Well is this a God thing or what, but when strolling through my blog list I happened upon D'artagnan's blog and lookie what I find, this little quote from Brother Lawrence:
"[He said:] that our sanctification did not depend upon our changing our works, but upon our doing that for God's sake which commonly we do for our own; that it was lamentable to see how many people mistook the means for the end, addicting themselves to certain works, which they performed very imperfectly, by reason of their human or selfish regards."In D'artagnan's post he links to an online source where you can find The Practice of the Presence of God by Brother Lawrence. If you have not had the pleasure of reading Brother Lawrence you have no excuse now.
I found this quote toward the end:
"Let all our efforts be to know God. The more one knows Him, the greater one desires to know Him. Knowledge is commonly the measure of love. The deeper and more extensive our knowledge, the greater is our love. If our love of God were great we would love Him equally in pain and pleasure."On a website I browsed during a search on Brother Lawrence I found the following: "Brother Lawrence 1605-1691, was a monk in the early 1600's. It is said that he could have been one of the most humble men to ever walk the earth. He worked as a cook in the monastery and found delight in this occupation. His entire life revolved around walking with God each day. Letters were found after his death where he explained this process. The words drip like honey. quote: 'Leave Him not alone. You would think it rude to leave a friend alone who came to visit you. Why, then, must God be neglected?' - Brother Lawrence"

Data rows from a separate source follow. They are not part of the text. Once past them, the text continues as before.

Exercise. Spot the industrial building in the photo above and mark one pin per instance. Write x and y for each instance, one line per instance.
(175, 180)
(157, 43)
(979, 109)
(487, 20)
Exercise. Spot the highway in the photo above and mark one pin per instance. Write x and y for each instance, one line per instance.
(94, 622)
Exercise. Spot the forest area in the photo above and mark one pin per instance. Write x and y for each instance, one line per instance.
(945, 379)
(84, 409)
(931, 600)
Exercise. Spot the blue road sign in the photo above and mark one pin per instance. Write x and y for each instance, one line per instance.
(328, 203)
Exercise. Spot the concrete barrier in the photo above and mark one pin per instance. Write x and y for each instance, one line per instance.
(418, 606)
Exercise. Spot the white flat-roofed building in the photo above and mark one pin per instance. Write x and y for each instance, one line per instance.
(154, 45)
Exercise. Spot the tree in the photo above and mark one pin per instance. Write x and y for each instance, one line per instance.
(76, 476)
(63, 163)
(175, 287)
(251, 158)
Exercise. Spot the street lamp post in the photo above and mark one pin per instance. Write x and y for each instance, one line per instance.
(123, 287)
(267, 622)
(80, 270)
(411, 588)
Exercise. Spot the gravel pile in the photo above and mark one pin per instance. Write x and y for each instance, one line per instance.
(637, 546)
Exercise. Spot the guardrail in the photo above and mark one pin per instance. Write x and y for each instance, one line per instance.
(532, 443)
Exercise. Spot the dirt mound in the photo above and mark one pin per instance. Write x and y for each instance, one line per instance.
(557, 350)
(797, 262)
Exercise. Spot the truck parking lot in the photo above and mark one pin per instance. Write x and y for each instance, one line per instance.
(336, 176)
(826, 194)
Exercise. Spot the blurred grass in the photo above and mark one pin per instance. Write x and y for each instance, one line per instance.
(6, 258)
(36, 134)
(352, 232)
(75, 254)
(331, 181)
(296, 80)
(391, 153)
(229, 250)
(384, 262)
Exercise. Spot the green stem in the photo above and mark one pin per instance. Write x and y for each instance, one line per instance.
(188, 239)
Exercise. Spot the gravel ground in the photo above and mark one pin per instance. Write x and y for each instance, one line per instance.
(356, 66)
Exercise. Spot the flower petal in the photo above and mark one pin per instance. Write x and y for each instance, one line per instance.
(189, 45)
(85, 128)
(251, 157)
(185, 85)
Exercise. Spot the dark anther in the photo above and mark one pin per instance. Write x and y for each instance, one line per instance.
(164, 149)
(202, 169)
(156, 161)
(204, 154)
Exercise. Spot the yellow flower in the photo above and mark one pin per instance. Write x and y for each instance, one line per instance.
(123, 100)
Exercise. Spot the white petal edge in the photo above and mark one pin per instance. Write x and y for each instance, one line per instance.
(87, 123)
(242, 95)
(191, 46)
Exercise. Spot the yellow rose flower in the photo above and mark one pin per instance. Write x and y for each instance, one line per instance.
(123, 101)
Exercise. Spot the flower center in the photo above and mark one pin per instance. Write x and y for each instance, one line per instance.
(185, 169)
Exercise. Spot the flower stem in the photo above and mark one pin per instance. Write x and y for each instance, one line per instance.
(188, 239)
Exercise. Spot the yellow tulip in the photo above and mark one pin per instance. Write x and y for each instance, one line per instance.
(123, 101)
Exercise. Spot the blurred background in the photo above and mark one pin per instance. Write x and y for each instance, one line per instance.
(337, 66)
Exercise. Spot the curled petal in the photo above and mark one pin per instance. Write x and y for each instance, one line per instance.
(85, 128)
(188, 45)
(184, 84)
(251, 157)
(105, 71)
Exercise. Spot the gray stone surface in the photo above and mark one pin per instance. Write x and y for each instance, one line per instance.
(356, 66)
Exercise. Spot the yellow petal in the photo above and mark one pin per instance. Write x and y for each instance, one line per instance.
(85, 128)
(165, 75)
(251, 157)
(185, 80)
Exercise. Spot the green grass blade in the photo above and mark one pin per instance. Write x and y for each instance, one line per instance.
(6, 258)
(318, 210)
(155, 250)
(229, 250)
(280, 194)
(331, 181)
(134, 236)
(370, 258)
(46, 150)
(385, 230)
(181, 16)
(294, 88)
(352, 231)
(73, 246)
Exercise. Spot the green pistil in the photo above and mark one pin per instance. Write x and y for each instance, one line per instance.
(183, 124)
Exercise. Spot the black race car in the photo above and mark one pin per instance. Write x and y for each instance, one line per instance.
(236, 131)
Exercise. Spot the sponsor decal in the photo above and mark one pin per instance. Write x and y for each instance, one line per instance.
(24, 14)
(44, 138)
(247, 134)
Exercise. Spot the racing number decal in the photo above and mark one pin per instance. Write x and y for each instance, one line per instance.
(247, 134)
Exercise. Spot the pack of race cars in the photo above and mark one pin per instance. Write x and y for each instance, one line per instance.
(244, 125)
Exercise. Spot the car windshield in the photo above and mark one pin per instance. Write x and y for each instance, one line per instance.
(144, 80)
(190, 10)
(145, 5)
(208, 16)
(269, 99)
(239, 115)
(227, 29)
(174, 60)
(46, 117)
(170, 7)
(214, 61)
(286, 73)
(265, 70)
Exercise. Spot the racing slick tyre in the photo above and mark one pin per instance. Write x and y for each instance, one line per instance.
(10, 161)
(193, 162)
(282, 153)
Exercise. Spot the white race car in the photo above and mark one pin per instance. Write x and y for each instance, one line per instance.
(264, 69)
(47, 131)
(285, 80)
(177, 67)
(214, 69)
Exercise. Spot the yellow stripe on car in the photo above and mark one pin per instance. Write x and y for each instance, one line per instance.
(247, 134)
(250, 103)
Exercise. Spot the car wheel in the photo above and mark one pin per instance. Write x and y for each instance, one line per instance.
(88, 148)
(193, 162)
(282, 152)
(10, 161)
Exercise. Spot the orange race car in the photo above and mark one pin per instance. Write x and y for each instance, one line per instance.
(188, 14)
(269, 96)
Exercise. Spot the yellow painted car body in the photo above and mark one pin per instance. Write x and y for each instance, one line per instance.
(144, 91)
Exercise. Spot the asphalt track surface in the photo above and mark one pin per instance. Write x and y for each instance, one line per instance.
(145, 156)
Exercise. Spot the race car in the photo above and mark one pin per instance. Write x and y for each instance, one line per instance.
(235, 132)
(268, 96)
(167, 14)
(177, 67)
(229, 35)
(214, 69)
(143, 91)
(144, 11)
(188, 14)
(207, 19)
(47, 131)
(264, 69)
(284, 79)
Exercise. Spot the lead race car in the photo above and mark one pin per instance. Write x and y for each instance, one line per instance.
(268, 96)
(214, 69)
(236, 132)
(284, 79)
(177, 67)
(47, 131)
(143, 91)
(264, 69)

On another site I found: "Brother Lawrence says that secret conversations with God must be 'repeat[ed] often in the day,' and 'for the right practice of it, the heart must be empty of all other things.' He speaks of the trouble of wandering thoughts and says that the habit of practicing the presence of God is the 'one remedy' and the 'best and easiest method' he knows to dissolve distractions."
There is something very real about this simplicity of focus - an identification with God through Jesus praying unceasingly.